Dari Korban ke Tergugat PMH, Warga Boyolali Ungkap Dugaan Rekayasa Fakta oleh Notaris
BOYOLALI,iNewsSragen.id – Upaya seorang notaris/PPAT perempuan berinisial DS untuk menyerang balik lewat gugatan perdata justru berujung petaka. DS, yang berkantor di Desa Sawahan, Ngemplak, Boyolali, kini kembali dilaporkan ke Polres Boyolali setelah diduga menggunakan dokumen palsu buatannya sendiri sebagai dasar gugatan Perbuatan Melawan Hukum (PMH) di Pengadilan Negeri Boyolali.
Pelapor adalah Sumarno, warga Kismoyoso, Ngemplak, Boyolali. Ia menyebut DS nekat memutarbalikkan fakta hukum dengan menggugat dirinya, meski sebelumnya DS telah mengakui secara tertulis telah membuat surat-surat palsu, termasuk surat keterangan kematian palsu atas nama Sumarno.

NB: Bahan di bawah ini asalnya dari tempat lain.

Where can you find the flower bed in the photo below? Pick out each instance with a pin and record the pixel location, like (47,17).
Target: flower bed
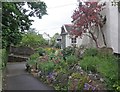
(71,73)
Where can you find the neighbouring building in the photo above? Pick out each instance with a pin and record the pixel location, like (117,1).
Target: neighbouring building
(111,30)
(67,39)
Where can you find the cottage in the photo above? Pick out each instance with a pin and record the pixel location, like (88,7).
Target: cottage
(111,31)
(67,39)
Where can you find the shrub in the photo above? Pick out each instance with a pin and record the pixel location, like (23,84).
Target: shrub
(77,81)
(89,63)
(3,57)
(91,52)
(104,64)
(46,66)
(68,51)
(41,51)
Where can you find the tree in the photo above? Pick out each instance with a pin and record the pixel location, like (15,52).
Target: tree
(15,20)
(33,40)
(53,40)
(87,17)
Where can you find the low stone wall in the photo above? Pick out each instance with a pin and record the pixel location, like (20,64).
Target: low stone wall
(22,50)
(19,54)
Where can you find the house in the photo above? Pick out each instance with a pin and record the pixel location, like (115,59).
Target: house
(111,31)
(67,39)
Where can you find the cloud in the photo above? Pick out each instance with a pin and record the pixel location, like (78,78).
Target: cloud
(59,13)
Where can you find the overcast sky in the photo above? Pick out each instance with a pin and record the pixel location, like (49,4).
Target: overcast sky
(59,13)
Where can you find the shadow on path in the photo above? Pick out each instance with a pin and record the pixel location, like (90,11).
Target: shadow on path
(19,79)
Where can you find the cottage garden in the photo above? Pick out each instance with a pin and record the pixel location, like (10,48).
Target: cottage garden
(67,69)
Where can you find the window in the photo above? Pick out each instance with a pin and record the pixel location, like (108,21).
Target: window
(73,40)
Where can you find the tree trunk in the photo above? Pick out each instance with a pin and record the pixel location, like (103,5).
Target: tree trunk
(103,36)
(94,39)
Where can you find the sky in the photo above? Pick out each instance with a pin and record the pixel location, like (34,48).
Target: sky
(59,13)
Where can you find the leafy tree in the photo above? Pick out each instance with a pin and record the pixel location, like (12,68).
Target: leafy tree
(15,20)
(86,18)
(32,39)
(53,39)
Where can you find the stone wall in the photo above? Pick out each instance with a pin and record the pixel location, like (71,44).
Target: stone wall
(19,54)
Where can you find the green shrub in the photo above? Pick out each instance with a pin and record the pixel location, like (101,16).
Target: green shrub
(71,59)
(46,66)
(91,52)
(89,63)
(34,56)
(104,64)
(33,59)
(3,58)
(68,51)
(41,51)
(79,83)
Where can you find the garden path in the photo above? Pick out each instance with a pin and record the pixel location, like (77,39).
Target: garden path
(19,79)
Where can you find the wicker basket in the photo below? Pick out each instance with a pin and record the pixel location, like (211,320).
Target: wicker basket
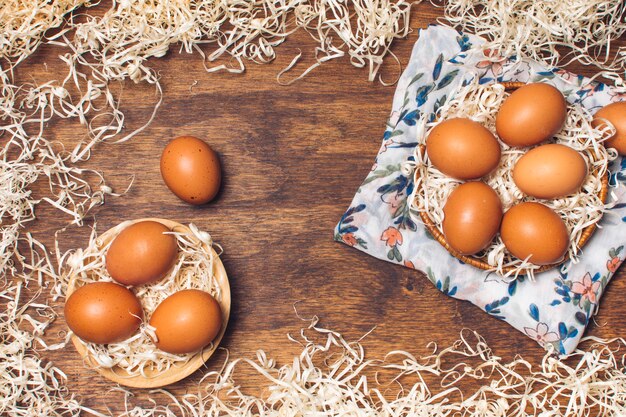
(479,262)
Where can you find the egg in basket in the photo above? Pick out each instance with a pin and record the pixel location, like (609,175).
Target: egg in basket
(511,178)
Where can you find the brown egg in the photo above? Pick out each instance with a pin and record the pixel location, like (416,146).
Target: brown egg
(103,312)
(191,170)
(615,113)
(472,216)
(534,230)
(141,254)
(186,321)
(531,114)
(463,149)
(550,171)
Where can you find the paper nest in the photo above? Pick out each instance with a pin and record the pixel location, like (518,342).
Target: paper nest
(579,211)
(138,355)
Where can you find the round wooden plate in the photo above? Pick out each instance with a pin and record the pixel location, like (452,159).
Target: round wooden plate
(480,262)
(175,373)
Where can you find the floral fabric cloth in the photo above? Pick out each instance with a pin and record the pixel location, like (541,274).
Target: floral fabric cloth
(558,305)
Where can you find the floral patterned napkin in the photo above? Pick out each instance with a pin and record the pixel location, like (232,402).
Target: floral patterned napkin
(557,306)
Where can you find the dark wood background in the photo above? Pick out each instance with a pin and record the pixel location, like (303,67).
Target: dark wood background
(293,158)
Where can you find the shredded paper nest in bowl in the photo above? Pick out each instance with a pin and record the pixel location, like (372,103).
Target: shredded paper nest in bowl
(579,211)
(138,355)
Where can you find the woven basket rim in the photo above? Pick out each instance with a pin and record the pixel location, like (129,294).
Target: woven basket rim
(478,262)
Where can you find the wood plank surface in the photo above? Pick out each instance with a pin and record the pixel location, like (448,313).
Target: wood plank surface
(293,157)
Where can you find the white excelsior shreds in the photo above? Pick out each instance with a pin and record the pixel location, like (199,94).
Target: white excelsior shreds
(23,24)
(28,385)
(554,32)
(334,377)
(138,354)
(481,103)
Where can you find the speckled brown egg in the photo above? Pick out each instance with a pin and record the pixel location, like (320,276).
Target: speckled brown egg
(186,321)
(530,115)
(191,170)
(472,216)
(615,113)
(142,253)
(463,149)
(103,312)
(550,171)
(532,230)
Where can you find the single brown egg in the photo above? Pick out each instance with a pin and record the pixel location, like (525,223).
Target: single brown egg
(191,170)
(531,114)
(186,321)
(615,113)
(532,230)
(472,216)
(463,149)
(550,171)
(142,253)
(103,312)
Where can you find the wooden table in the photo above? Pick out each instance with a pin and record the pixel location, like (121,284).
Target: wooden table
(293,158)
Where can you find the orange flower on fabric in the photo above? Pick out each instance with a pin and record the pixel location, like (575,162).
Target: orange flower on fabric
(392,236)
(613,264)
(349,239)
(586,288)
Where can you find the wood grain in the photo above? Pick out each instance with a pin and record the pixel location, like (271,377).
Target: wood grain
(293,158)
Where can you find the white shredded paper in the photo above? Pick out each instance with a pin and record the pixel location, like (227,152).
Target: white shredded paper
(578,211)
(138,355)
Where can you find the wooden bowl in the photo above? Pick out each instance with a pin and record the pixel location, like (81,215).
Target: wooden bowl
(480,263)
(175,373)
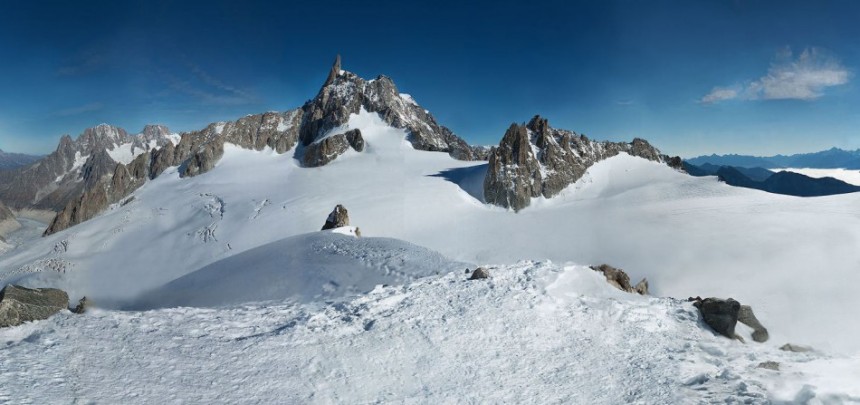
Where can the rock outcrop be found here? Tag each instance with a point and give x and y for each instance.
(205, 158)
(620, 280)
(747, 317)
(344, 93)
(788, 347)
(8, 223)
(534, 160)
(19, 304)
(337, 218)
(721, 315)
(479, 274)
(83, 306)
(54, 180)
(196, 153)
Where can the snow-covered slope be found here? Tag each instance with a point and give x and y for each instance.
(689, 236)
(311, 267)
(794, 260)
(532, 333)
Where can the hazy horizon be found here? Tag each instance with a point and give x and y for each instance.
(758, 78)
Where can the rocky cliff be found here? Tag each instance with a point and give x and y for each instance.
(56, 179)
(534, 160)
(195, 153)
(344, 93)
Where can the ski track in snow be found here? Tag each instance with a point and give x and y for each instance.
(526, 335)
(520, 337)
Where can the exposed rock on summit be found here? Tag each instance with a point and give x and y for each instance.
(620, 280)
(19, 304)
(344, 93)
(536, 160)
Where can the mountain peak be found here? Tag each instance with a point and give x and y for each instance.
(155, 131)
(334, 72)
(345, 93)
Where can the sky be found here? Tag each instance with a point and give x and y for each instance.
(692, 77)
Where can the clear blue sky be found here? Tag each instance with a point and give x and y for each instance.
(693, 77)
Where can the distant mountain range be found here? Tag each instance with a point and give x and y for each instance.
(14, 160)
(783, 182)
(833, 158)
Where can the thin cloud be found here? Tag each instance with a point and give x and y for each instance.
(210, 90)
(82, 64)
(77, 110)
(803, 78)
(718, 94)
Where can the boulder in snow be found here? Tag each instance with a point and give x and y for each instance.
(19, 304)
(479, 274)
(721, 315)
(641, 287)
(747, 317)
(84, 305)
(788, 347)
(337, 218)
(621, 280)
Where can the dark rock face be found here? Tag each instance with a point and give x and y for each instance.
(8, 223)
(107, 190)
(479, 274)
(337, 218)
(788, 347)
(325, 150)
(641, 287)
(19, 304)
(345, 93)
(721, 315)
(162, 159)
(747, 317)
(75, 166)
(197, 152)
(535, 160)
(620, 280)
(83, 305)
(204, 159)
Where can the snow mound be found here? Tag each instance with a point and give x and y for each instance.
(531, 333)
(312, 267)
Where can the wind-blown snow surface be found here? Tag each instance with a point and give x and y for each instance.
(794, 260)
(532, 333)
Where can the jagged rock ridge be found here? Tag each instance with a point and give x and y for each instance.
(76, 165)
(197, 152)
(534, 160)
(344, 93)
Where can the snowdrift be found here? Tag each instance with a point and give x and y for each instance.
(318, 266)
(531, 333)
(794, 260)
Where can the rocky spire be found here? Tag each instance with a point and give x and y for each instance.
(335, 70)
(538, 160)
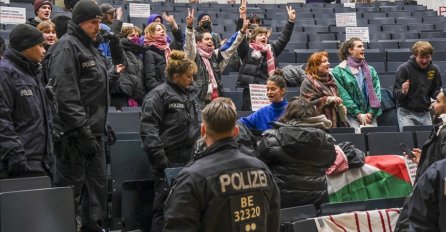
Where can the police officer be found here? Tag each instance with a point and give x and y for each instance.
(80, 76)
(169, 126)
(25, 116)
(224, 189)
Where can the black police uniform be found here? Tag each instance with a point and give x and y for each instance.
(80, 79)
(224, 190)
(169, 129)
(25, 115)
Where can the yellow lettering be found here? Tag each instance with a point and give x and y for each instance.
(262, 178)
(225, 180)
(250, 201)
(233, 177)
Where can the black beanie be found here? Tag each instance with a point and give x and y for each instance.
(85, 10)
(24, 36)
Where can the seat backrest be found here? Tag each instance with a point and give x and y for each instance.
(137, 204)
(366, 130)
(384, 203)
(19, 184)
(124, 121)
(387, 143)
(38, 210)
(128, 161)
(357, 139)
(421, 137)
(343, 207)
(418, 128)
(305, 225)
(341, 130)
(297, 213)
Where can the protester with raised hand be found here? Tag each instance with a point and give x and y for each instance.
(319, 87)
(210, 61)
(258, 56)
(358, 84)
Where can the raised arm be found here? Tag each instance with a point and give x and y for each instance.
(190, 47)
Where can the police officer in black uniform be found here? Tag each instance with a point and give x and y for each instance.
(223, 189)
(80, 79)
(25, 115)
(169, 126)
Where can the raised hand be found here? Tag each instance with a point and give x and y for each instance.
(170, 19)
(291, 13)
(242, 10)
(245, 25)
(190, 17)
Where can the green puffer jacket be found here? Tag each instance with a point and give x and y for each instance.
(351, 94)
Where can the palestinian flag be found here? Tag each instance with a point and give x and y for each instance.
(381, 177)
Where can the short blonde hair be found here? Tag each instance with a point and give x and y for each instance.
(422, 48)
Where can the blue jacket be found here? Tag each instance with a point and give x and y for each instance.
(262, 119)
(25, 115)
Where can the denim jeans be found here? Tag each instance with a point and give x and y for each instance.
(411, 118)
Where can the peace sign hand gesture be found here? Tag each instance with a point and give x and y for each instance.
(190, 17)
(291, 13)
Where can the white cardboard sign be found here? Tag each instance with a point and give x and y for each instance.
(259, 98)
(139, 10)
(346, 19)
(12, 15)
(360, 32)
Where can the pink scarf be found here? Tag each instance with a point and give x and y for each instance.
(159, 42)
(270, 64)
(373, 99)
(206, 53)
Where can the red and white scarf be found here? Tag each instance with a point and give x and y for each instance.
(266, 49)
(159, 42)
(206, 53)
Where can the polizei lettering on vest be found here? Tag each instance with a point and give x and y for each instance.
(243, 180)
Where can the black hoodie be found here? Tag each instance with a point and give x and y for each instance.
(424, 84)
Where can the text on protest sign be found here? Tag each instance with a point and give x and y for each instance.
(259, 98)
(12, 15)
(346, 19)
(360, 32)
(139, 10)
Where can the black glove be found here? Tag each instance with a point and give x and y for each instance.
(87, 141)
(160, 161)
(17, 164)
(111, 135)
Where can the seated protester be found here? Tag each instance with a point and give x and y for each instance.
(204, 24)
(178, 42)
(129, 91)
(49, 33)
(358, 84)
(433, 150)
(157, 53)
(319, 87)
(245, 139)
(210, 61)
(208, 194)
(427, 205)
(416, 82)
(42, 10)
(263, 118)
(298, 151)
(258, 57)
(169, 126)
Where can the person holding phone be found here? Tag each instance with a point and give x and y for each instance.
(433, 150)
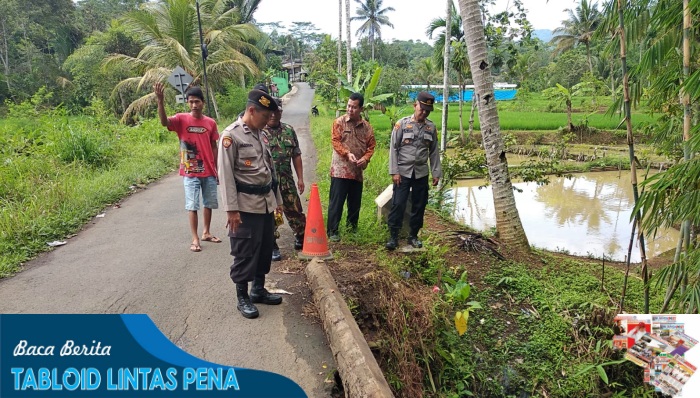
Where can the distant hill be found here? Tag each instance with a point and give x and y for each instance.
(543, 34)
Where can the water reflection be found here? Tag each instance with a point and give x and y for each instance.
(588, 214)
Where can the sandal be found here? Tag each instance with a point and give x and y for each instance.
(211, 238)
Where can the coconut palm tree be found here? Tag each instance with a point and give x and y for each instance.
(170, 36)
(372, 16)
(578, 29)
(508, 223)
(456, 34)
(349, 40)
(244, 8)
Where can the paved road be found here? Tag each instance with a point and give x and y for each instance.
(137, 260)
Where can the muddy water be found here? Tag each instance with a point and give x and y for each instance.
(588, 214)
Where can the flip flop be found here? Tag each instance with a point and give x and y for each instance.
(211, 238)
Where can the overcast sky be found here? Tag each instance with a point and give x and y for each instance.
(410, 18)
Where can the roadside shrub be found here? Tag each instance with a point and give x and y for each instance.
(78, 144)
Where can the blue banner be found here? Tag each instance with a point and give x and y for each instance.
(115, 356)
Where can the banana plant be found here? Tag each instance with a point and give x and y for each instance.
(365, 84)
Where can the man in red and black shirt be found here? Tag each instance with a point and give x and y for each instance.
(198, 136)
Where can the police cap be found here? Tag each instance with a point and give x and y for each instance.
(262, 99)
(261, 87)
(426, 100)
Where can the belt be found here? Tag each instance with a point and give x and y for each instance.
(254, 189)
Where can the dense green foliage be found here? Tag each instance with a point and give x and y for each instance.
(60, 170)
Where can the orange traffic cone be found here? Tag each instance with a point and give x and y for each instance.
(315, 239)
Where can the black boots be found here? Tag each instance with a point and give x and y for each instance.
(393, 242)
(258, 294)
(298, 242)
(245, 306)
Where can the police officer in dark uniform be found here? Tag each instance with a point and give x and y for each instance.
(250, 197)
(413, 142)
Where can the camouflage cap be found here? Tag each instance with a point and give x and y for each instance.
(262, 99)
(426, 100)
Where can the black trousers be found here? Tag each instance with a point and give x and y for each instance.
(251, 247)
(343, 189)
(418, 188)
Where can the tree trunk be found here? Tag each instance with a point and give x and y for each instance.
(5, 56)
(349, 43)
(340, 49)
(471, 118)
(630, 144)
(445, 78)
(461, 108)
(588, 54)
(687, 114)
(508, 223)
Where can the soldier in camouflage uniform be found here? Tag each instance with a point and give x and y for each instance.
(284, 146)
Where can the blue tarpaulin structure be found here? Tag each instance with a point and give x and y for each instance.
(501, 95)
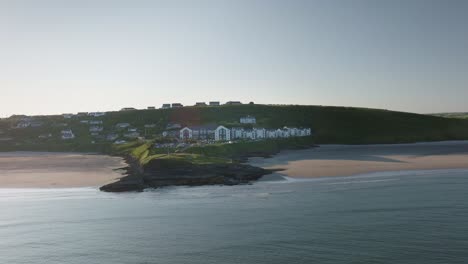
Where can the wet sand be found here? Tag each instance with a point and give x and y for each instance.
(345, 160)
(57, 170)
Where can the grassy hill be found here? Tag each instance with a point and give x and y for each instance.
(337, 125)
(453, 115)
(344, 125)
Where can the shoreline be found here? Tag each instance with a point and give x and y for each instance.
(350, 160)
(51, 170)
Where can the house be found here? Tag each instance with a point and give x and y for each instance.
(112, 137)
(44, 136)
(127, 109)
(96, 129)
(248, 120)
(67, 134)
(233, 103)
(222, 134)
(95, 122)
(173, 126)
(122, 125)
(23, 124)
(236, 132)
(171, 133)
(36, 124)
(260, 133)
(271, 133)
(198, 132)
(132, 135)
(249, 134)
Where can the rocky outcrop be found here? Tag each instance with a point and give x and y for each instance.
(159, 173)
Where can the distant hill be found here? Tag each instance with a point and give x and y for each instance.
(453, 115)
(330, 125)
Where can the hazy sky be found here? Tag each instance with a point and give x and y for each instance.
(68, 56)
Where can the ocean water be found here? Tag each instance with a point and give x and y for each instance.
(406, 217)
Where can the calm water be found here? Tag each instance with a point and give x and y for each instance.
(390, 218)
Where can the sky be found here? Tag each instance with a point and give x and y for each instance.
(61, 56)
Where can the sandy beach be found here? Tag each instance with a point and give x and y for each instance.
(57, 170)
(345, 160)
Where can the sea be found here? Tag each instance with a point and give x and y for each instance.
(394, 217)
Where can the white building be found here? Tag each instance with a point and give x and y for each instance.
(260, 133)
(248, 120)
(97, 114)
(95, 122)
(222, 134)
(67, 134)
(122, 125)
(236, 132)
(95, 129)
(132, 135)
(198, 132)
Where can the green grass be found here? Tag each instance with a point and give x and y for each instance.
(330, 125)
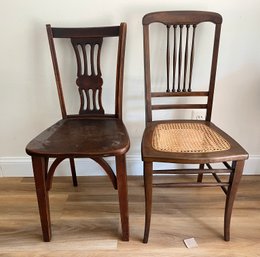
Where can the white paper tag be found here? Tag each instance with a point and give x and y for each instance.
(190, 243)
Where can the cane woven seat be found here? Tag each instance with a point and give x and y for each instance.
(187, 138)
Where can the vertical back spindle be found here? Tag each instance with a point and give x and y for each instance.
(168, 59)
(174, 58)
(180, 60)
(192, 56)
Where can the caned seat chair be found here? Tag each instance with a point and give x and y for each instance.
(174, 83)
(91, 132)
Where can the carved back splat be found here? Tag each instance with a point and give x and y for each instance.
(89, 74)
(87, 44)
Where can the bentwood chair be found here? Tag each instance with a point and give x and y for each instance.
(178, 41)
(90, 133)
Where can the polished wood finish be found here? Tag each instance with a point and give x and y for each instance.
(92, 133)
(182, 27)
(86, 219)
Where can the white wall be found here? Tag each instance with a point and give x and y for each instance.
(28, 99)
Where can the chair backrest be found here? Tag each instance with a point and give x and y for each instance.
(181, 29)
(87, 44)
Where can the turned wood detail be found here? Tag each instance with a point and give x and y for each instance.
(180, 57)
(89, 76)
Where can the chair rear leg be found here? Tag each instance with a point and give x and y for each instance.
(73, 172)
(235, 178)
(123, 195)
(148, 181)
(39, 170)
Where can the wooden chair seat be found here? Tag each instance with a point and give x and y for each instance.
(81, 138)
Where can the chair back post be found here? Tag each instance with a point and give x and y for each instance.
(213, 71)
(179, 56)
(56, 71)
(147, 75)
(120, 70)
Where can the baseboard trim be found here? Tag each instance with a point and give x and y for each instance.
(21, 166)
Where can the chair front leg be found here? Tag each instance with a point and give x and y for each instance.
(123, 195)
(235, 178)
(39, 170)
(73, 172)
(148, 184)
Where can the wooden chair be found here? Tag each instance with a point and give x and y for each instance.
(177, 141)
(91, 133)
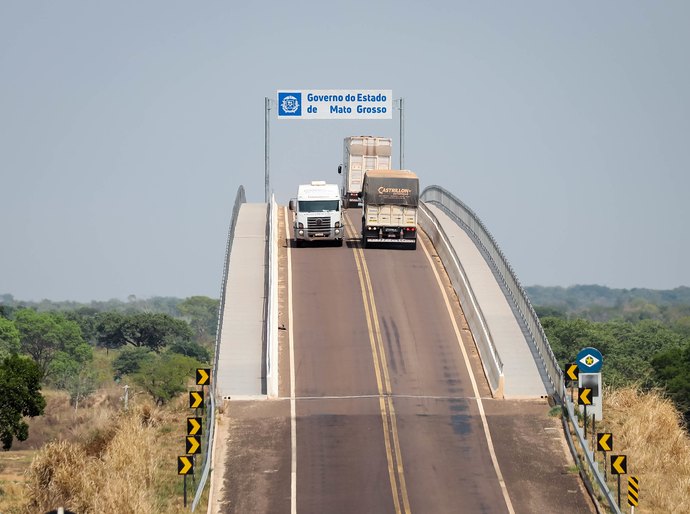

Kasus ini bermula dari laporan pidana Sumarno terhadap DS di Polres Boyolali pada 2 Oktober 2024. Laporan tersebut sempat berakhir damai melalui mediasi pada 24 Juni 2025, di mana DS menandatangani surat pernyataan pengakuan kesalahan dan permintaan maaf, disaksikan kedua orang tuanya serta kuasa hukum Sumarno.
Namun situasi berbalik arah. Setelah Sumarno mencabut laporan polisi pada 14 Juli 2025, DS justru melayangkan gugatan PMH ke PN Boyolali pada 10 September 2025. Dalam gugatan itu, DS menuding Sumarno dan pembeli tanah M. Djaelani Musthofa sebagai pihak yang membuat dan menggunakan dokumen palsu.
“Yang dituduhkan itu justru perbuatan DS sendiri dan sudah diakui dalam mediasi. Tapi sekarang fakta dibalik seolah-olah saya pelakunya,” tegas Sumarno, Rabu (17/12/2025).
Fakta mengejutkan terungkap dalam sidang ketiga dengan agenda pembuktian pada 25 November 2025. Sumarno menemukan sejumlah dokumen yang sebelumnya telah diakui palsu oleh DS, kembali dimunculkan sebagai alat bukti gugatan.
Tak hanya itu, DS disebut pernah mengakui pemalsuan tersebut dalam klarifikasi di BPN Boyolali pada 7 Oktober 2024, disaksikan Kepala Desa Sawahan, Camat Ngemplak, petugas BPN, penjual (Sumarno), pembeli, dan saksi lainnya. Dalam kasus ini, DS diduga juga memalsukan surat dari Kades dan Camat.
“Dua surat yang dijadikan bukti gugatan itu tidak pernah saya buat maupun saya tandatangani. Itu murni perbuatan DS,” ujar Sumarno.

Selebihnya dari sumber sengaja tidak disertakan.